A spell was cast on me the first time I entered a library. I didn’t realise it at the time, but each book I read brought me a step closer to my dream of becoming a writer.
A dream I’ll admit I was tempted to abandon over the years as I threw away stories that just wouldn’t come together, stories I loved but lacked that special something to convince others of the same and throughout it all a voice in my head telling me to trade my dreams for something small and sensible.
“The spell that was cast all those years ago isn’t done with me yet“Stacey Thomas
It must have been a spell that convinced me to keep going as I soon found my way to what would eventually become The Revels. My story owes a great debt to the books I’ve read that capture so much of what I love about historical fiction from Stacey Halls’ The Familiars, Bridget Collins’ The Binding, Maggie O’Farrell’s Hamnet, Susanna Clarke’s Jonathan Strange & Mr Norrell and Ronald Bassett’s Witchfinder General.
However, the premise for The Revels was sparked by my research into the witchfinder Matthew Hopkins. I remember my shock at discovering the number of alleged witches he killed and the age at which he took up his profession. He was only in his early twenties when he became a witch-hunter and even assumed the fake title of Witchfinder General to assert his authority. Hopkins’ rise coincided with the chaos of the English Civil War and the culture of misinformation that swept through 17th-century England.
During this period, witch pamphlets were in vogue and people would read exaggerated accounts of contemporary witch trials. At the time The Revels is set, readers were still reeling from ‘A Most Certain, Strange, and True Discovery of a Witch,’ which describes a group of Roundhead soldiers happening upon a witch dancing upon the River of Newbury and ending her merriment with a cascade of bullets.
My research gave me a wealth of information to draw upon and on reflection, my story could have taken many different paths. However, The Revels came about from the one question that wouldn’t leave me alone until I answered it: Why would someone choose to become a witch-hunter? From this emerged my main character Nicholas Pearce, a young man who’s both a witch and witch-hunter. However, this detail, while intriguing, isn’t a story. I’m therefore so grateful to my editor, agent, tutors, beta readers, etc who read The Revels and asked me the questions that helped me turn my idea into a story.

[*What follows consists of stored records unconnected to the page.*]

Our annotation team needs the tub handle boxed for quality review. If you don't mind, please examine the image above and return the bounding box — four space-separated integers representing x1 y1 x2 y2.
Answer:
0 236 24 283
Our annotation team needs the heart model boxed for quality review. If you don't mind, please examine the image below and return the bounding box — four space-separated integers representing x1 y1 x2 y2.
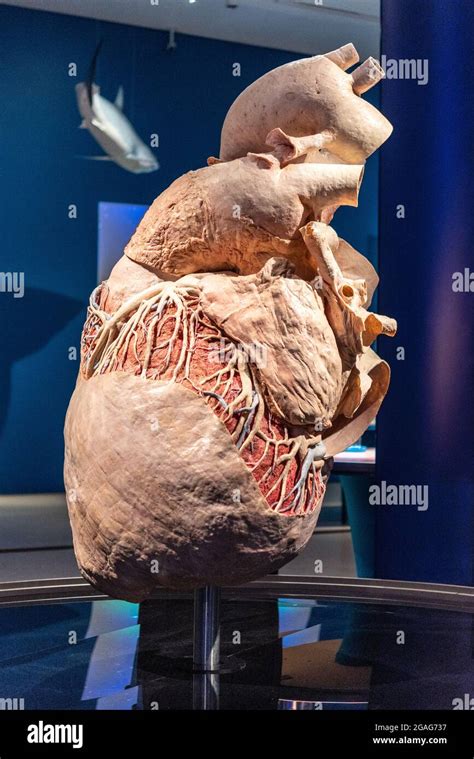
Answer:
65 44 396 601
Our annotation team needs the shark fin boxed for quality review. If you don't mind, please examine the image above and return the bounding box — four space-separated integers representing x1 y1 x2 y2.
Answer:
114 85 123 111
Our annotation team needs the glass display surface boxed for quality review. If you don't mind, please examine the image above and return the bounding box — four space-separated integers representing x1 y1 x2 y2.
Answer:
0 597 474 710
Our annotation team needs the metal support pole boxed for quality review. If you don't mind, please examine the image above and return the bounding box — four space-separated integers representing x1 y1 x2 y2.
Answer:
193 586 220 710
193 585 220 672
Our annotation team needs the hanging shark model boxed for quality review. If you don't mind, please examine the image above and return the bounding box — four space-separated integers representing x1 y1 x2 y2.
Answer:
76 42 160 174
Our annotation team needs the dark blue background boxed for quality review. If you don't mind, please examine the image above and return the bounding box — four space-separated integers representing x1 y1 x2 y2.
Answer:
0 6 378 493
375 0 474 584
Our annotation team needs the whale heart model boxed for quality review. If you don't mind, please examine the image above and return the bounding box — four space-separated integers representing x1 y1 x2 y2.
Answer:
65 45 396 601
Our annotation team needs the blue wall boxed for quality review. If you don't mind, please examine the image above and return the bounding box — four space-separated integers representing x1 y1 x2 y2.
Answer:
0 6 377 493
376 0 474 584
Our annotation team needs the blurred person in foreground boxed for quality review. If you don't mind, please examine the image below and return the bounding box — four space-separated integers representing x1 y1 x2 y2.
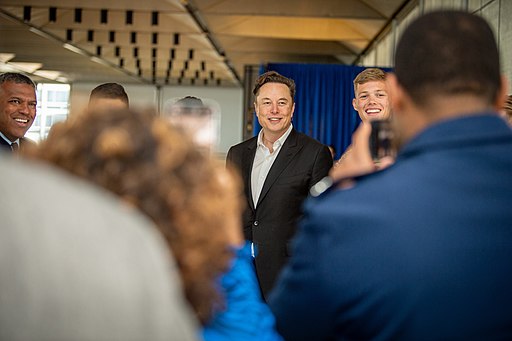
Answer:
269 11 512 340
30 110 280 340
0 72 37 152
163 96 220 152
500 95 512 125
88 83 130 111
0 153 198 341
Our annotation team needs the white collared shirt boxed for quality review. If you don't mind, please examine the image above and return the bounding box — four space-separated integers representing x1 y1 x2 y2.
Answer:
251 124 293 207
0 132 20 147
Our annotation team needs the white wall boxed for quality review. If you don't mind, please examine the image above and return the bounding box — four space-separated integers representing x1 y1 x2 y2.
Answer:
70 83 243 157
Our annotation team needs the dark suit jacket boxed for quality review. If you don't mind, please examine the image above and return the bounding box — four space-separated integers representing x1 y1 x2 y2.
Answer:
0 137 34 152
269 114 512 341
227 129 332 295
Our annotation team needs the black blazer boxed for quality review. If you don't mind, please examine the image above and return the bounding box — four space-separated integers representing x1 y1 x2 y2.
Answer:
0 137 35 152
227 129 332 295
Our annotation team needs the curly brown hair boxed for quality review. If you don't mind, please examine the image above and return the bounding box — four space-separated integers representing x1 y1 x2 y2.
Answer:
31 110 242 323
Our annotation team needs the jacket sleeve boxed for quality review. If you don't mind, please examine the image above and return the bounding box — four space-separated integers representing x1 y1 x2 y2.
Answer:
309 145 332 188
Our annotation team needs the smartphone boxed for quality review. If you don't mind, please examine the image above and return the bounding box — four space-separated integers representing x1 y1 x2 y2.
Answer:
369 120 396 162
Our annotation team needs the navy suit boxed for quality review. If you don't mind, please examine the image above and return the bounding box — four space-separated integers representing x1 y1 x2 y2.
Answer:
269 114 512 340
227 129 332 295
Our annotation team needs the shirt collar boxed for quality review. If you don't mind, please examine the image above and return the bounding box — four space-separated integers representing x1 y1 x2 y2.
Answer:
258 124 293 149
0 132 20 146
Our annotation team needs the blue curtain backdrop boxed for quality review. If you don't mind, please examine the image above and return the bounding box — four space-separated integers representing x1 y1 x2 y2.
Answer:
254 64 374 159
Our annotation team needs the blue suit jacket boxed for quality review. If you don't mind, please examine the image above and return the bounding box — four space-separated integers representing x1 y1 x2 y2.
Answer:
227 129 332 295
270 115 512 340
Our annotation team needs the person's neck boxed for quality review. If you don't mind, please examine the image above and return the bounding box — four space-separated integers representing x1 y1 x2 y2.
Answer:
261 130 286 153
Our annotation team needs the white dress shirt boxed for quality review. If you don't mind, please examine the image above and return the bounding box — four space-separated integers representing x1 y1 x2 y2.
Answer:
251 124 293 207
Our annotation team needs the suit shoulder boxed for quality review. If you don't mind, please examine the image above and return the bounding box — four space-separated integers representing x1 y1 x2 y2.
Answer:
229 136 258 150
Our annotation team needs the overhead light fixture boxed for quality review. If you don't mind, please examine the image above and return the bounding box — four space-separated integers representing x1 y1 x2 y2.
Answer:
28 27 55 40
91 56 110 66
0 53 16 63
34 70 61 80
48 7 57 22
62 43 88 56
23 6 32 21
9 62 43 73
125 10 133 25
75 8 82 24
151 11 158 26
100 9 108 24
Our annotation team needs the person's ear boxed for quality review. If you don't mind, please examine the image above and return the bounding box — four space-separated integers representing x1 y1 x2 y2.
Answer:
386 73 405 113
352 98 359 112
494 75 508 111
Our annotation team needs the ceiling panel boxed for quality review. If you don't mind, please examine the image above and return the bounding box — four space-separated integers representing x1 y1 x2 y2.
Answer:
0 0 409 86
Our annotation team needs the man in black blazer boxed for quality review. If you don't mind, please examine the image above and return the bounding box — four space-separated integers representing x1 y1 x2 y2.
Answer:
227 71 332 296
0 72 37 151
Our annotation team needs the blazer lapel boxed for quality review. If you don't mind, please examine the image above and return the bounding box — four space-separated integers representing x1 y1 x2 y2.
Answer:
241 138 258 211
258 129 302 205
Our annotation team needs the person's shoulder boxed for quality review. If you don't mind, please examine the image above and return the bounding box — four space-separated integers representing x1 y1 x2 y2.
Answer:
229 135 258 150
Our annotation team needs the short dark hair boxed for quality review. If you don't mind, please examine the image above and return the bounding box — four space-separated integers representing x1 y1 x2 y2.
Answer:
89 83 130 105
0 72 36 89
252 71 295 102
395 11 501 106
170 96 212 116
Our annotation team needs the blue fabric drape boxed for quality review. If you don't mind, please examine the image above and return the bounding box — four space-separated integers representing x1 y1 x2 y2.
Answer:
253 64 376 159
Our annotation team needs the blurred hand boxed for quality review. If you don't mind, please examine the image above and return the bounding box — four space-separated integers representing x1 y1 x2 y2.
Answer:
329 123 394 188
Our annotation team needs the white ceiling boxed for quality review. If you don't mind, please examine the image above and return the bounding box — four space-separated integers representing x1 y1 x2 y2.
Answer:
0 0 410 86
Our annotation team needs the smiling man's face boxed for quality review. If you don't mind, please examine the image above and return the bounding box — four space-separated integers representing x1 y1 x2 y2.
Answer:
0 81 37 142
352 81 390 122
254 83 295 140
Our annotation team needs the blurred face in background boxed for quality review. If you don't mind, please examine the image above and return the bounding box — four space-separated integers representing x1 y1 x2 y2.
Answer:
352 81 390 122
0 82 37 142
88 97 128 111
254 83 295 142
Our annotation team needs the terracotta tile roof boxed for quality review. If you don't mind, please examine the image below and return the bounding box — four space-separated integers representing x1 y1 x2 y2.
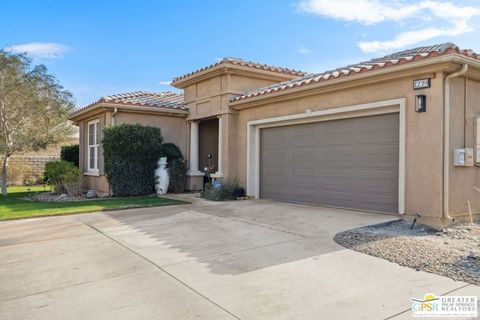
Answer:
72 91 188 116
230 43 480 102
172 57 306 82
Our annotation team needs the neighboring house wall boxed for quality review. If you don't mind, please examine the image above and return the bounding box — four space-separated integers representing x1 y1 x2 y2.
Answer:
8 154 60 185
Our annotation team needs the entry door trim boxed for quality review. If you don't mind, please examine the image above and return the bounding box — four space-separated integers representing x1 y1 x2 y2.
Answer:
247 98 406 214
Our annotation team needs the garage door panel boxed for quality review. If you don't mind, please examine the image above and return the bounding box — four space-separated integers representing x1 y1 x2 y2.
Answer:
260 114 399 212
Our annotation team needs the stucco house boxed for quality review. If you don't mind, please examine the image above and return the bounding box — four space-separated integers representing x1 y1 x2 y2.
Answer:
71 43 480 226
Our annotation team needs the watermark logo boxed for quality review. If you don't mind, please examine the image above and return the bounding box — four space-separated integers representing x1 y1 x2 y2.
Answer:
412 293 477 318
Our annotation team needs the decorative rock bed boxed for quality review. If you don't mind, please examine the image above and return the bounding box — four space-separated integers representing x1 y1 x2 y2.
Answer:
334 221 480 285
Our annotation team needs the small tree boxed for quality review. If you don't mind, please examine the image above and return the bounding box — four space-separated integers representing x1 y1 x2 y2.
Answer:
102 124 163 197
0 50 74 195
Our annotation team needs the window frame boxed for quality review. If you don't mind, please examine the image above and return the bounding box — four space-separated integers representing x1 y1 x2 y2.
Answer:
85 119 100 176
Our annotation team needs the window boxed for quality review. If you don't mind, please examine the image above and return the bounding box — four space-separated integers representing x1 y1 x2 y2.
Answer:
87 119 98 174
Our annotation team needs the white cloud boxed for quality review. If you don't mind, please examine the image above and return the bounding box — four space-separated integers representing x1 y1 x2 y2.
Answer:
358 23 473 53
5 42 71 59
296 47 312 55
297 0 480 53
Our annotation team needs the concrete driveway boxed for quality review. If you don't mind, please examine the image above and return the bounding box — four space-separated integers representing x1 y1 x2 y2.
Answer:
0 196 480 320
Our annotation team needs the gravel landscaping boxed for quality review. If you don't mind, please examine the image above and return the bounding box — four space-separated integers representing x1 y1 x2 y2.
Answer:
334 221 480 285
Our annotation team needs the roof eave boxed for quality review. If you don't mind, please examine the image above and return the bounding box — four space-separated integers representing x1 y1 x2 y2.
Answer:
69 102 188 123
170 63 299 89
229 54 480 110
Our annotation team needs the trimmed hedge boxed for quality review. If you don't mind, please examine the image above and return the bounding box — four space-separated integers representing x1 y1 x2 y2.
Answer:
45 161 83 196
60 144 80 168
102 124 163 197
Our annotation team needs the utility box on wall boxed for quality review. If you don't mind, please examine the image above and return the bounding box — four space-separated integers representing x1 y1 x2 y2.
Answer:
453 148 473 167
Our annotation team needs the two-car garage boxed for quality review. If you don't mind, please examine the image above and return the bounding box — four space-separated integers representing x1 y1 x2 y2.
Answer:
259 112 400 213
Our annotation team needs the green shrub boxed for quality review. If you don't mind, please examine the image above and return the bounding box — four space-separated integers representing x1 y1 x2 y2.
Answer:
162 143 187 193
60 144 80 167
45 161 83 196
102 124 163 197
200 178 245 201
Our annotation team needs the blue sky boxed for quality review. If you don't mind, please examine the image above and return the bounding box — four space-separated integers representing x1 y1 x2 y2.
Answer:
0 0 480 105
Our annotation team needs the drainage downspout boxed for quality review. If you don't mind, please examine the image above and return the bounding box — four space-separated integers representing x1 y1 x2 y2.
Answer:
442 64 468 220
112 107 118 126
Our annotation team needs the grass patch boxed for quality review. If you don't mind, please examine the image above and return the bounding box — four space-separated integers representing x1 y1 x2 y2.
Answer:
0 186 188 220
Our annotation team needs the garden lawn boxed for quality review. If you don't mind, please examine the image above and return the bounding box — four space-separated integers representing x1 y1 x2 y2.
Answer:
0 186 188 220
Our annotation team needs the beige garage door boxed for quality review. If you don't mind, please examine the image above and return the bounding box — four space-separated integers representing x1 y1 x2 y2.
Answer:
260 113 399 213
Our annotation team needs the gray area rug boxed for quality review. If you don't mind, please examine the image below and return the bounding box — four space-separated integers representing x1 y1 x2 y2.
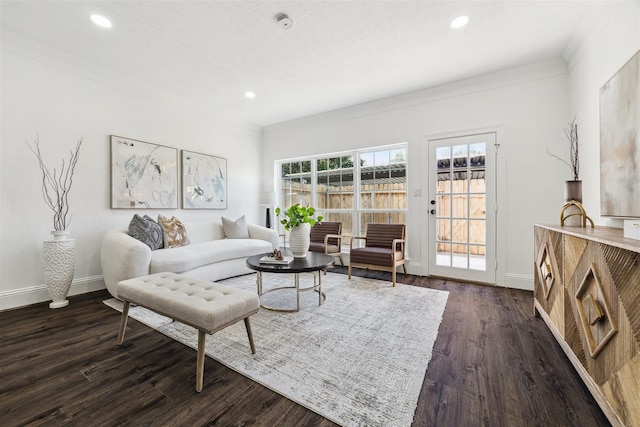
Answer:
105 273 448 427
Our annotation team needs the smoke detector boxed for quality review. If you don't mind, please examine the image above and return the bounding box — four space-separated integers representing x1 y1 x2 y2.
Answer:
276 13 293 30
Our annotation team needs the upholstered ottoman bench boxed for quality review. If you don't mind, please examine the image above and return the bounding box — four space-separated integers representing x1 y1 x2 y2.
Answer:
117 273 260 392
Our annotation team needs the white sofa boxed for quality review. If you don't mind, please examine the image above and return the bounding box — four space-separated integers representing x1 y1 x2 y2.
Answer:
100 221 279 298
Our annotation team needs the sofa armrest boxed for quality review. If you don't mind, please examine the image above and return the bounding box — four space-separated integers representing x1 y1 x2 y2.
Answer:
100 227 151 298
247 224 280 249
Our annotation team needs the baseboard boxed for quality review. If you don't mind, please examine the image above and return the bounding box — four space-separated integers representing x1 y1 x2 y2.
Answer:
0 275 106 311
505 273 533 291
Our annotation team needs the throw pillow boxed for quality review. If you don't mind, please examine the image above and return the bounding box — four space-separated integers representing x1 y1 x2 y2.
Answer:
129 214 163 251
222 215 249 239
158 215 190 248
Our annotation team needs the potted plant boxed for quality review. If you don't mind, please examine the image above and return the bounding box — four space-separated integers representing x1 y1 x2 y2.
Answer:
547 117 582 203
27 135 83 308
276 203 324 258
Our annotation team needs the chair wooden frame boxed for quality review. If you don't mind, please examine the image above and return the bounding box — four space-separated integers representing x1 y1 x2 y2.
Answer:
349 224 407 287
312 222 347 265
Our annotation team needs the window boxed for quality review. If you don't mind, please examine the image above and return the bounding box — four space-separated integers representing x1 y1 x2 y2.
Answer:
278 144 407 244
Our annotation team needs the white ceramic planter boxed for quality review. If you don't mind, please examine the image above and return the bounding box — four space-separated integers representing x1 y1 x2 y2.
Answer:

It feels surreal to realise in a few months I’ll be able to hold a finished copy of my book in my hands. But the spell that was cast all those years ago isn’t done with me yet. It won’t let go until I pass on the story that has been years in the making, silently shaping itself from the ashes of past projects. I’m letting go now and handing the story to you. A sort of magic, but one I hope you’ll like.